Peng Gao,Le Zhuo,Dongyang Liu,Ruoyi Du,Xu Luo,Longtian Qiu,Yuhang Zhang,Chen Lin,Rongjie Huang,Shijie Geng,Renrui Zhang,Junlin Xi,Wenqi Shao,Zhengkai Jiang,Tianshuo Yang,Weicai Ye,He Tong,Jingwen He,Yu Qiao,Hongsheng Li

from arxiv, Technical Report; Code at: https://github.com/Alpha-VLLM/Lumina-T2X

Sora unveils the potential of scaling Diffusion Transformer for generating photorealistic images and videos at arbitrary resolutions, aspect ratios, and durations, yet it still lacks sufficient implementation details. In this technical report, we introduce the Lumina-T2X family - a series of Flow-based Large Diffusion Transformers (Flag-DiT) equipped with zero-initialized attention, as a unified framework designed to transform noise into images, videos, multi-view 3D objects, and audio clips conditioned on text instructions. By tokenizing the latent spatial-temporal space and incorporating learnable placeholders such as [nextline] and [nextframe] tokens, Lumina-T2X seamlessly unifies the representations of different modalities across various spatial-temporal resolutions. This unified approach enables training within a single framework for different modalities and allows for flexible generation of multimodal data at any resolution, aspect ratio, and length during inference. Advanced techniques like RoPE, RMSNorm, and flow matching enhance the stability, flexibility, and scalability of Flag-DiT, enabling models of Lumina-T2X to scale up to 7 billion parameters and extend the context window to 128K tokens. This is particularly beneficial for creating ultra-high-definition images with our Lumina-T2I model and long 720p videos with our Lumina-T2V model. Remarkably, Lumina-T2I, powered by a 5-billion-parameter Flag-DiT, requires only 35% of the training computational costs of a 600-million-parameter naive DiT. Our further comprehensive analysis underscores Lumina-T2X's preliminary capability in resolution extrapolation, high-resolution editing, generating consistent 3D views, and synthesizing videos with seamless transitions. We expect that the open-sourcing of Lumina-T2X will further foster creativity, transparency, and diversity in the generative AI community.

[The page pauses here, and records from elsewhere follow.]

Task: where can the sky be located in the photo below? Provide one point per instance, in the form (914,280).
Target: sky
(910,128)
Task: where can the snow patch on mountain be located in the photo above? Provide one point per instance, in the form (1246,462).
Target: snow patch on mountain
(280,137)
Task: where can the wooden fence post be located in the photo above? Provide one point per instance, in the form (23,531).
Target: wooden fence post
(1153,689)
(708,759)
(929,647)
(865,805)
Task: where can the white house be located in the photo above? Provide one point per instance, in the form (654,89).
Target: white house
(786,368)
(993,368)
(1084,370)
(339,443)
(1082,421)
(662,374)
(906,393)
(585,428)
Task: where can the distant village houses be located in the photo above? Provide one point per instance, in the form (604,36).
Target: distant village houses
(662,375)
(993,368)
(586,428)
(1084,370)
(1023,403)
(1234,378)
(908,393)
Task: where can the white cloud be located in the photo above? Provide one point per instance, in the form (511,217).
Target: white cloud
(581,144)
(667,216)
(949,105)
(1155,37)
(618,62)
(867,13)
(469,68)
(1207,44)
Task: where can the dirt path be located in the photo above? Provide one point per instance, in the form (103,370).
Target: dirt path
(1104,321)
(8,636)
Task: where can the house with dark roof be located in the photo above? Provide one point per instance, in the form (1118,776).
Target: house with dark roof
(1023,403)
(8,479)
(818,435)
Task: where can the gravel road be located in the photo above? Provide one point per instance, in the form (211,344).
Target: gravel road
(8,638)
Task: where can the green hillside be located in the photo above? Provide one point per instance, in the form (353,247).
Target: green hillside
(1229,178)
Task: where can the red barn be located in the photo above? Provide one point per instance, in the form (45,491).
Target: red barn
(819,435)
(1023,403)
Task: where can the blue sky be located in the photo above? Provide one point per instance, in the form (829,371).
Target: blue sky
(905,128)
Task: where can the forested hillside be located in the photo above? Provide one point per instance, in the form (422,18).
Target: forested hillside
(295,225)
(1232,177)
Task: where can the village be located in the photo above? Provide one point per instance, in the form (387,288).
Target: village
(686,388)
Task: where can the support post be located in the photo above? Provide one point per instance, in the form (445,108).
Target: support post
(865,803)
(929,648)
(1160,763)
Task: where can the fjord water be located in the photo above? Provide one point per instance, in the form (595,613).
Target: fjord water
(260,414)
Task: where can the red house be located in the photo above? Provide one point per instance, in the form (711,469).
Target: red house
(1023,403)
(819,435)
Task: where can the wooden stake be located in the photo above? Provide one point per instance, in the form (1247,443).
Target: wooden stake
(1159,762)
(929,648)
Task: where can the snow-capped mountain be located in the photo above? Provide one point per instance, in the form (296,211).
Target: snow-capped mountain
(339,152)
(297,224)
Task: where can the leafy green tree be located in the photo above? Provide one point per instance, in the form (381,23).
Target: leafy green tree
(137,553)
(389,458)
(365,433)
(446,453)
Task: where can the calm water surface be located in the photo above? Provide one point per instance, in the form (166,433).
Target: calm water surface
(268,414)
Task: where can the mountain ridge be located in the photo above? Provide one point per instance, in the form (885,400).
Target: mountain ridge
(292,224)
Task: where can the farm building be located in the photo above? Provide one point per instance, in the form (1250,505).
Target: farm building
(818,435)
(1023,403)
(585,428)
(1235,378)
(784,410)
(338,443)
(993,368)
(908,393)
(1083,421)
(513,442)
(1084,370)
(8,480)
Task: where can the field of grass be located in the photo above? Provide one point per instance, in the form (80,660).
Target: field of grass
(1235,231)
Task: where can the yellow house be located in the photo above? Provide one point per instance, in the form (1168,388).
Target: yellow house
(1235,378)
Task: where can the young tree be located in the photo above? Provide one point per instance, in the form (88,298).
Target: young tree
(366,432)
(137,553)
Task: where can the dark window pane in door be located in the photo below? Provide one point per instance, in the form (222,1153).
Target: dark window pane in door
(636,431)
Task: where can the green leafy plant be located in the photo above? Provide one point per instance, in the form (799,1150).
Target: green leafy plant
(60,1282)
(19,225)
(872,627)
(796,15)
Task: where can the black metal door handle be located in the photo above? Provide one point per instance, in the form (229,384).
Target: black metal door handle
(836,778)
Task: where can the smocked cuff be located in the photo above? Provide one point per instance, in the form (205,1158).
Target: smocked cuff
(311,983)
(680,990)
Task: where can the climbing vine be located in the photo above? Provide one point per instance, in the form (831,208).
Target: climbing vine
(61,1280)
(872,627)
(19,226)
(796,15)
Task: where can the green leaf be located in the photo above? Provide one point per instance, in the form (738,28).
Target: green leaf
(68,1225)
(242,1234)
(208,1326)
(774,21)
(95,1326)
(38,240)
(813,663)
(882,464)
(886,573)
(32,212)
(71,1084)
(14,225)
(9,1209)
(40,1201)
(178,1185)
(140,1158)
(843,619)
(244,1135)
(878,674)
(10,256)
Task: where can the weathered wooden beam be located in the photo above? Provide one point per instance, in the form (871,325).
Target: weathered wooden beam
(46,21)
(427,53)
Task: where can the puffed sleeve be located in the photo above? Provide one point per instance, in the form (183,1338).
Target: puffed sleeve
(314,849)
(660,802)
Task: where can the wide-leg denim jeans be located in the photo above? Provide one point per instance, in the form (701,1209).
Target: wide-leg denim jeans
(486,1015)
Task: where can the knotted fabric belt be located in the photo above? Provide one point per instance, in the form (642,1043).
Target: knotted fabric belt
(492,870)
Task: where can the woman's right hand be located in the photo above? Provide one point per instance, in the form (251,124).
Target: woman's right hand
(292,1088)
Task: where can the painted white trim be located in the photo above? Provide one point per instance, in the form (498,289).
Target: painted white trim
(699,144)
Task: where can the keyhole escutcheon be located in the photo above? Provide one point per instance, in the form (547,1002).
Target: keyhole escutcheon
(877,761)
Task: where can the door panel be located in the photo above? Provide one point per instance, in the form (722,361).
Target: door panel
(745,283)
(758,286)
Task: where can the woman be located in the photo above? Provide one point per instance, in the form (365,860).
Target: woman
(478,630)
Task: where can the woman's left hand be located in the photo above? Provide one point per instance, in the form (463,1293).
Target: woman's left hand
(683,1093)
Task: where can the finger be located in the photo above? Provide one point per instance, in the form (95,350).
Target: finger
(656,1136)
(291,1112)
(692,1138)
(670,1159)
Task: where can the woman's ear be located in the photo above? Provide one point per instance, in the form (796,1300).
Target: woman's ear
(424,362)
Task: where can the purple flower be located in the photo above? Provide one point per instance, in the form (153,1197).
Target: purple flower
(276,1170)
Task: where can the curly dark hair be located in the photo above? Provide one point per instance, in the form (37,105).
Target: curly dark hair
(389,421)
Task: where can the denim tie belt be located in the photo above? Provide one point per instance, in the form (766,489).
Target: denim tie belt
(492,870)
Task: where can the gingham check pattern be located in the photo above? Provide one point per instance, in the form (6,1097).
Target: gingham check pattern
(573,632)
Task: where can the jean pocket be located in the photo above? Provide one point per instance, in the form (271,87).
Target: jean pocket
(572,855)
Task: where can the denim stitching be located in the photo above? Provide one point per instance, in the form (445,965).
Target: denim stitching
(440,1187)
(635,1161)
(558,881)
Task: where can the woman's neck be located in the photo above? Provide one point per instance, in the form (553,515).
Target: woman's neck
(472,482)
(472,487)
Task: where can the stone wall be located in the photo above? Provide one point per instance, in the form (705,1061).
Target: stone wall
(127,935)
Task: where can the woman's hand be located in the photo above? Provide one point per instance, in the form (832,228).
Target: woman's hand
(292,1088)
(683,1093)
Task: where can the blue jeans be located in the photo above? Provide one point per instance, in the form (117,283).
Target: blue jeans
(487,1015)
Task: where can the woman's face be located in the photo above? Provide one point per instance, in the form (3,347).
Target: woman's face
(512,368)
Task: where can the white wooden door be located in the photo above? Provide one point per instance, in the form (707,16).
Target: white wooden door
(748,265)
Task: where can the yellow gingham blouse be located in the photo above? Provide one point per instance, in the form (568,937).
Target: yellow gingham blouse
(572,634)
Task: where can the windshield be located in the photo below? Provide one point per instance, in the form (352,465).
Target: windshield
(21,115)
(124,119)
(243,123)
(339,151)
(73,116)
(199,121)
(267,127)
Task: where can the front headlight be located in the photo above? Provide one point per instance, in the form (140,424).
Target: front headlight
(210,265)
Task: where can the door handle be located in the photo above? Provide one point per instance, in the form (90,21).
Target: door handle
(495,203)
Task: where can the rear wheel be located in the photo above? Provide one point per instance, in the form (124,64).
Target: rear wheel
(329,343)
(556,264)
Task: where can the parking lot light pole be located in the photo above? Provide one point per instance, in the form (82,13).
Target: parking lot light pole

翻译：Sora揭示了扩展扩散Transformer在任意分辨率、宽高比和时长下生成逼真图像与视频的潜力，但其仍缺乏充分的实现细节。本技术报告提出Lumina-T2X系列——一系列配备零初始化注意力的流式大规模扩散Transformer（Flag-DiT），作为统一框架，旨在将噪声转化为受文本指令条件约束的图像、视频、多视角3D物体及音频片段。通过将潜在时空空间进行分词化处理，并融入诸如[nextline]和[nextframe]等可学习占位符，Lumina-T2X无缝统一了不同模态在不同时空分辨率下的表示。这一统一方法支持在单一框架内针对不同模态进行训练，并能在推理过程中灵活生成任意分辨率、宽高比和长度的多模态数据。RoPE、RMSNorm和流匹配等先进技术增强了Flag-DiT的稳定性、灵活性和可扩展性，使Lumina-T2X系列模型可扩展至70亿参数，并将上下文窗口延伸至128K标记。这对通过我们的Lumina-T2I模型创建超高清图像，以及通过Lumina-T2V模型生成长达720p的视频尤为有益。值得注意的是，由50亿参数的Flag-DiT驱动的Lumina-T2I仅需6亿参数原生DiT训练计算成本的35%。我们进一步的综合分析凸显了Lumina-T2X在分辨率外推、高分辨率编辑、生成一致的3D视图以及合成具有无缝过渡的视频方面的初步能力。我们期望Lumina-T2X的开源将进一步推动生成式人工智能社区的创造力、透明度和多样性发展。